ResponseMode selects how the poller pushes responses back to the chain.

  • ResponseModeContract: legacy path, wraps responses in MsgExecuteContract addressed to the originating contract. Required for existing CosmWasm contracts that implement receive_orchestration_response.
  • ResponseModeOrchestration: new path (P0.1), submits MsgSubmitOrchestrationResponse directly to the x/orchestration module. The chain-side keeper queues the message for contract consumption and (for health_response) mirrors into x/market for backward-compat reads.
  • ResponseModeBoth: mirror-writes on both paths during migration so we can cut over contract-side without a coordinated deploy.
const (
	ResponseModeContract      ResponseMode = "contract"
	ResponseModeOrchestration ResponseMode = "orchestration"
	ResponseModeBoth          ResponseMode = "both"
)

func ParseResponseMode

func ParseResponseMode(s string) (ResponseMode, error)
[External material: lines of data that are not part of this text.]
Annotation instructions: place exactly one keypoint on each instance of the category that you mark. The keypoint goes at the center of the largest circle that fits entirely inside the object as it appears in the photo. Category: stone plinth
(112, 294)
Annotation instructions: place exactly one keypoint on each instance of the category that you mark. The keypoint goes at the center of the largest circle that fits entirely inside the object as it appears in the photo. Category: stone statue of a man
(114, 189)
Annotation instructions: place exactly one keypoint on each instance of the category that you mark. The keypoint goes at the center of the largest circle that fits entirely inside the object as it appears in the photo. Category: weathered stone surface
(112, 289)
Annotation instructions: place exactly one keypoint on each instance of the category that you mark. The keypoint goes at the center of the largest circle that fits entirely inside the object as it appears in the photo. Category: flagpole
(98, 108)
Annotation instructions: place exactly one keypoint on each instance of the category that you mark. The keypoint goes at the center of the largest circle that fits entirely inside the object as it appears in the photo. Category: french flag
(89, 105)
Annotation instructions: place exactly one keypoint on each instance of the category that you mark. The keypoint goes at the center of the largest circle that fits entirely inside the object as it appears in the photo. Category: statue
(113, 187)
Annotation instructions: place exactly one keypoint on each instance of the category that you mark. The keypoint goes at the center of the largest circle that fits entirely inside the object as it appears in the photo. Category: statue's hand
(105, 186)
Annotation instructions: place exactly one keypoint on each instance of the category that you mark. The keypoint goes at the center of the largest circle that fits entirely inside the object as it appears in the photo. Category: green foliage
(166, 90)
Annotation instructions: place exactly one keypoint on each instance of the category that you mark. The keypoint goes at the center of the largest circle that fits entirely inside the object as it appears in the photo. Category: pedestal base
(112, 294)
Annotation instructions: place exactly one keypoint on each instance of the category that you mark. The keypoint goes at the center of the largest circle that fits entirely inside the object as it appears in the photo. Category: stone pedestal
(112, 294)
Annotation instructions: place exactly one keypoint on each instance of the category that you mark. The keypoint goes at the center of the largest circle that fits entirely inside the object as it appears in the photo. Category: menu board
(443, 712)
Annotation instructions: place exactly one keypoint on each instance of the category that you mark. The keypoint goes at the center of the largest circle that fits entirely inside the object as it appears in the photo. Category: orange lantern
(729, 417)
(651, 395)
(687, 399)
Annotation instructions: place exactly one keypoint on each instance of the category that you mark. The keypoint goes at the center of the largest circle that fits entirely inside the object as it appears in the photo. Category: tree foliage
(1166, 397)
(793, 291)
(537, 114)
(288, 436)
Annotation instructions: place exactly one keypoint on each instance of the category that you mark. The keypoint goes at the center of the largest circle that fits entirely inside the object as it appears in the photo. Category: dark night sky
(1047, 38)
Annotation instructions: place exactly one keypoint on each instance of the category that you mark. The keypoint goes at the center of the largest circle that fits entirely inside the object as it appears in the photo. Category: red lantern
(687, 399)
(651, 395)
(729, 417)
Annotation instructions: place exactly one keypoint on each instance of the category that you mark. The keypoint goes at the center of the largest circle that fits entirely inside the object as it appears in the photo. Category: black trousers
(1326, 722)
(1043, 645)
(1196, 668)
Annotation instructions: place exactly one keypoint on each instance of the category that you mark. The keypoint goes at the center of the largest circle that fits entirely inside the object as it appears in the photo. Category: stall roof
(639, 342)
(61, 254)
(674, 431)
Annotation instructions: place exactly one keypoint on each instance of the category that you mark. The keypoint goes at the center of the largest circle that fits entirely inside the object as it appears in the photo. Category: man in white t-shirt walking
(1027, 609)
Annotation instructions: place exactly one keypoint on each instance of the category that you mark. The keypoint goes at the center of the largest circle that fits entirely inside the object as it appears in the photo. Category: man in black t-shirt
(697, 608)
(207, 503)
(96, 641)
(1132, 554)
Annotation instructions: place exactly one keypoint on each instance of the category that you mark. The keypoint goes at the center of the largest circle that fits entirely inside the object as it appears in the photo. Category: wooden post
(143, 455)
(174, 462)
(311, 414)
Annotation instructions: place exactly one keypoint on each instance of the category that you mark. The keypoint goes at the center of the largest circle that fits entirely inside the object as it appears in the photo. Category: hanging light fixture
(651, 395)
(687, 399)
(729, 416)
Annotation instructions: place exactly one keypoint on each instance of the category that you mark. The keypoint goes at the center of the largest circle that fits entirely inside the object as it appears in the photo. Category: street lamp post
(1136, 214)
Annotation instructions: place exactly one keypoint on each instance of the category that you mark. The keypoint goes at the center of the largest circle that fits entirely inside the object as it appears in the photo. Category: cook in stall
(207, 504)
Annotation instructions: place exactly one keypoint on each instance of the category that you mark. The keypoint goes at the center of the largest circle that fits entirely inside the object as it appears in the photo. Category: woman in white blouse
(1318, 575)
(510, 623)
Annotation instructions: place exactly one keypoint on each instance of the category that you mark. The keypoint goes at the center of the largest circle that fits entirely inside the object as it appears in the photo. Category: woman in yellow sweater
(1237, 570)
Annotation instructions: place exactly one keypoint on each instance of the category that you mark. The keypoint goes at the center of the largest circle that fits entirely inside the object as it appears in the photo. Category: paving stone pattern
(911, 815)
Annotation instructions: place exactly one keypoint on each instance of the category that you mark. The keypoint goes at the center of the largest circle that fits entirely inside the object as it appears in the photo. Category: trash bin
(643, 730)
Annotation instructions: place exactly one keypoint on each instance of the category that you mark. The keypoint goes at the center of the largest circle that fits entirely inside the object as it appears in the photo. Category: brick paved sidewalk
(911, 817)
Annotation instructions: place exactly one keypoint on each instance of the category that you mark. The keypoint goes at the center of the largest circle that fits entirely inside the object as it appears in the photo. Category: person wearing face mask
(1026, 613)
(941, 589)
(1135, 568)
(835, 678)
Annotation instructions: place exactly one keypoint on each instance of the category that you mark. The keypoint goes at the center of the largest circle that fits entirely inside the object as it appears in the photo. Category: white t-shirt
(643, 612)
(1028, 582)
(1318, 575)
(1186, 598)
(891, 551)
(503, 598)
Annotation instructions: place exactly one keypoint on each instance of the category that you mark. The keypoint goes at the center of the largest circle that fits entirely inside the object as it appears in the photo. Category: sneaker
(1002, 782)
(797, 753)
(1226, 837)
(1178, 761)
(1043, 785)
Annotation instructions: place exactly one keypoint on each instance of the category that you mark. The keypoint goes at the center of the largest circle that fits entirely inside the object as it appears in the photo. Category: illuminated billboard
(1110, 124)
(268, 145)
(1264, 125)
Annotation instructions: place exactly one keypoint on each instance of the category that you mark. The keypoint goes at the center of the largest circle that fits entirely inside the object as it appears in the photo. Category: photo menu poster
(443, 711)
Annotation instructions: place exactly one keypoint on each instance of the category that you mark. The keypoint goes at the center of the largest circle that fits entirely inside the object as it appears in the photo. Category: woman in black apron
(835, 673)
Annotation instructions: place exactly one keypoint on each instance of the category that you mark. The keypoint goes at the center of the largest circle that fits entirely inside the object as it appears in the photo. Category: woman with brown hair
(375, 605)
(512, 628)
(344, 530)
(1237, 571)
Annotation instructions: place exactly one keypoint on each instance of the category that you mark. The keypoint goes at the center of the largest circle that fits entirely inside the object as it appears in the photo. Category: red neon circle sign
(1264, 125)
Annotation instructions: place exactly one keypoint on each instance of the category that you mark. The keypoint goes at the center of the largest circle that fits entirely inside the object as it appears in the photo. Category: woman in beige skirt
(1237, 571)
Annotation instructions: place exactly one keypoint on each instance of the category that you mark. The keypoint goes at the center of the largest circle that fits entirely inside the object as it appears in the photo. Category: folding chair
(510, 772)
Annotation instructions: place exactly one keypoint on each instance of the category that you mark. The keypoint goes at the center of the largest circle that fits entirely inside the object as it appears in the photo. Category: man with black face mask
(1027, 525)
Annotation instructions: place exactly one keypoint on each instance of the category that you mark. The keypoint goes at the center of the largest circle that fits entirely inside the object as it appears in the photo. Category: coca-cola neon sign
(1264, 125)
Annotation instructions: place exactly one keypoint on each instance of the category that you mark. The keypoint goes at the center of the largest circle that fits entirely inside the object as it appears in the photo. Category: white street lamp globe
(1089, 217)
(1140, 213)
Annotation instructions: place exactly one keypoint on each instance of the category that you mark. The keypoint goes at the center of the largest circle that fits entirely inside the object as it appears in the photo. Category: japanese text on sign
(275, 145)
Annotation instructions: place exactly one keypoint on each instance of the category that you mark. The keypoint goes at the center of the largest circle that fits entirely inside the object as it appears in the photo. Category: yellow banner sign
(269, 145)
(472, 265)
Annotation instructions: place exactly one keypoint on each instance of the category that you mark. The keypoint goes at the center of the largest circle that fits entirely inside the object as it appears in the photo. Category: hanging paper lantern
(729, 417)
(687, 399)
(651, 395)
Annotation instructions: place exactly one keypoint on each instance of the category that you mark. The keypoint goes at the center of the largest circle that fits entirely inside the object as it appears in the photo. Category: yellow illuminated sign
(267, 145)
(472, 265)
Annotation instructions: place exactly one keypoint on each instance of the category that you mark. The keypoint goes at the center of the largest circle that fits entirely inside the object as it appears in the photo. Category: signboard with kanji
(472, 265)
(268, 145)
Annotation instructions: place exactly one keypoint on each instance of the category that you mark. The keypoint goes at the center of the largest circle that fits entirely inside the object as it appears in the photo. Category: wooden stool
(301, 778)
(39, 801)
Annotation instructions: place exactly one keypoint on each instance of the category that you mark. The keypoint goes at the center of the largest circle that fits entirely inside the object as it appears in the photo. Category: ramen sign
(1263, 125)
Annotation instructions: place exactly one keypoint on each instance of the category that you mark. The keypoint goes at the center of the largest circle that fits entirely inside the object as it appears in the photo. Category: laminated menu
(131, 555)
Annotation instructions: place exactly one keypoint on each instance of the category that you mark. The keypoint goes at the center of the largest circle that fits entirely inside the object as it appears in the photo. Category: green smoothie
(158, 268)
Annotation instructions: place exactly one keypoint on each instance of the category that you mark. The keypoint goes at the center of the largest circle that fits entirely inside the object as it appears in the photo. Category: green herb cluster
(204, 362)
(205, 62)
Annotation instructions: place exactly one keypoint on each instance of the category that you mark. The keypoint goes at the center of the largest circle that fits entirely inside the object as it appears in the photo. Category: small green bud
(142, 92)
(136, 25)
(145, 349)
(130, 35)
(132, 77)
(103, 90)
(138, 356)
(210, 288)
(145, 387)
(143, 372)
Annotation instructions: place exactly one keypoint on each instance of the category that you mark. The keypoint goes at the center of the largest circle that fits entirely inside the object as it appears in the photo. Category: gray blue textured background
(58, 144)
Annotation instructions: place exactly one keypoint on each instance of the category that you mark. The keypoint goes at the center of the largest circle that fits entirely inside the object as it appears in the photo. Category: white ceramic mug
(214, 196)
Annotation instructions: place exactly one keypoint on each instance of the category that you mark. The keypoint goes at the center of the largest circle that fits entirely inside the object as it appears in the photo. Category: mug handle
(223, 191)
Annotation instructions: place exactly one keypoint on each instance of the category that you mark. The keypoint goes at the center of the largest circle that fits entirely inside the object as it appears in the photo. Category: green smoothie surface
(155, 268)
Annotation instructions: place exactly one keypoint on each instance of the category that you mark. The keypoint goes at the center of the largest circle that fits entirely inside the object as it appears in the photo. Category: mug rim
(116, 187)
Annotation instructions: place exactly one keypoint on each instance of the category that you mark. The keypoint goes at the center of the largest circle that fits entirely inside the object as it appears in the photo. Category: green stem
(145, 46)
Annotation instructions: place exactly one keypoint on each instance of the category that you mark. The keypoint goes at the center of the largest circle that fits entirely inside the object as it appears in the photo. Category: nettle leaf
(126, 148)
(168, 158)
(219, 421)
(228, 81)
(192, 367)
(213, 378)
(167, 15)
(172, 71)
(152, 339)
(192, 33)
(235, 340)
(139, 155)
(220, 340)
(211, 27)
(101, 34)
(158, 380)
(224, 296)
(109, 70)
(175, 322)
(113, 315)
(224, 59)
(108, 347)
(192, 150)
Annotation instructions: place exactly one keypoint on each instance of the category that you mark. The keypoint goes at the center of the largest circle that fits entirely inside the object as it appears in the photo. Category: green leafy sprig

ParseResponseMode normalizes a CLI/config value into a ResponseMode. Empty string returns the legacy default to preserve existing behavior.

type ResponseSink

type ResponseSink interface {
	SendResponse(ctx context.Context, origin apiorch.OrchestrationMessage, msgType apiorch.OrchestrationMessageType, payload interface{}) error
}

ResponseSink abstracts how handler results are delivered back to the chain. Production uses the chain-backed implementation in response.go (contract-execute and/or x/orchestration submission per ResponseMode); tests inject a fake and assert on the captured responses.

type SubmitOptions

type SubmitOptions struct {
	LeaseID       apiorch.LeaseIdentifier
	MessageType   string
	CorrelationID string
	// Payload is an arbitrary JSON-encodable value. Pass []byte / json.RawMessage
	// to skip re-encoding, or a Go struct to let Submit marshal it.
	Payload   interface{}
	TTLBlocks uint64
}

SubmitOptions configure a single Submit call. The Responder fills in defaults from its config for anything left zero.

type SubmitResult

type SubmitResult struct {
	TxHash  string `json:"tx_hash"`
	Code    uint32 `json:"code"`
	RawLog  string `json:"raw_log"`
	GasUsed int64  `json:"gas_used"`
	// MessageID is the queue id returned by the chain in the tx response
	// events. Empty when the broadcast mode does not include a result
	// (e.g. async) or when the chain did not emit the expected event.
	MessageID string `json:"message_id"`
}

SubmitResult summarizes the outcome of a successful broadc ast.

JSON tags use snake_case so script consumers (e.g. scripts/single-node/test-orchestration-response.sh) can grep on the canonical Cosmos field names without depending on Go's exported-field casing.